Alvina est catégorique : jamais elle ne se serait jetée à l’eau pour aider cet homme si elle n’avait pas six ans de surf dans les jambes
« Sans ce que j’ai appris dans ce sport, je n’y serais pas allée… J’aurais peut-être essayé d’appeler quelqu’un… ». La pratique du surf lui a permis d’apprendre à lire les courants, et les plans d’eau, surtout quand il y a des vagues. « Ce n’est pas parce qu’il y a des surfeurs à l’eau que les conditions sont favorables pour la baignade. Les courants peuvent aussi être dangereux en Méditerrannée, comme à l’océan. »
Elle donne un conseil aux nageurs qui s’aventureraient vers la digue de Canet. « Parfois, s’il n’y a pas de grosses vagues, c’est mieux de se laisser déporter derrière la digue que d’essayer de revenir droit sur la plage. »
Il arrive aussi que le charme des vagues attire à l’eau des personnes inconscientes du danger qu’elles encourent
Blandine, qui surfe aussi depuis plusieurs années, en a été témoin en juin dernier, toujours à la digue de Canet. « Il y avait des grosses vagues et beaucoup de vent, c’était déchaîné. Je tourne la tête vers la digue et un monsieur me dit qu’il a vu un jeune surfeur se faire aspirer. Le problème dans ces conditions, c’est que, dernière, les vagues se rabattent sur les rochers. » Blandine prend sa planche et commence à ramer. « À ce moment-là, plein de questions tournent dans ma tête, est-ce que je ne vais pas avoir peur,, nous mettre en danger tous les deux. Quand je l’ai atteint, il était épuisé. » La jeune femme escalade la digue, et guide le surfeur en difficulté à la voix, pour qu’il rame en direction du port.
« Je l’ai accompagné du haut de la jetée, il a pu rentrer par le port. » Une fois à terre, le jeune homme reconnaît sa bêtise. « Il était allé à l’eau avec une vieille planche de collection qu’il avait trouvée chez son grand-père, il était complètement inconscient du danger. » Son grand-père lui-même a minimisé l’incident qui pourtant aurait pu avoir de graves conséquences.
« En l’espace d’une minute trente, il était déjà épuisé et en panique, c’est ça qui est dangereux. Comme la digue est longue et qu’elle bloque la vue, il faut connaître l’endroit pour savoir par où tu peux repasser. »

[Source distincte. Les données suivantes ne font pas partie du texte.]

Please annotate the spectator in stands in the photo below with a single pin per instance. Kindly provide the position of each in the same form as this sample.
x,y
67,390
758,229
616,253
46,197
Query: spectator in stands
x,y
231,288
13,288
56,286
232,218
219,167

Blandine reconnaît aussi que c’est la pratique régulière du surf, et les séances d’entraînement au sauvetage qui lui ont permis de réagir efficacement ce jour-là, elle qui affirme ne pas être « une grande nageuse ». Dans les Pyrénées-Orientales, il n’y a pas de zones dédiées au surf, et les pratiquants de ce sport côtoient les nageurs et baigneurs toute la saison estivale. « Nous, on surfe ici, mais ça peut être dangereux pour les nageurs, confirme Blandine. Je conseillerais aux nageurs dès qu’il y a un peu de vent de ne pas aller nager dans des zones où il y a des digues. Quand il y a de la houle, il y a aussi des baïnes qui peuvent se créent autour des bancs de sable. »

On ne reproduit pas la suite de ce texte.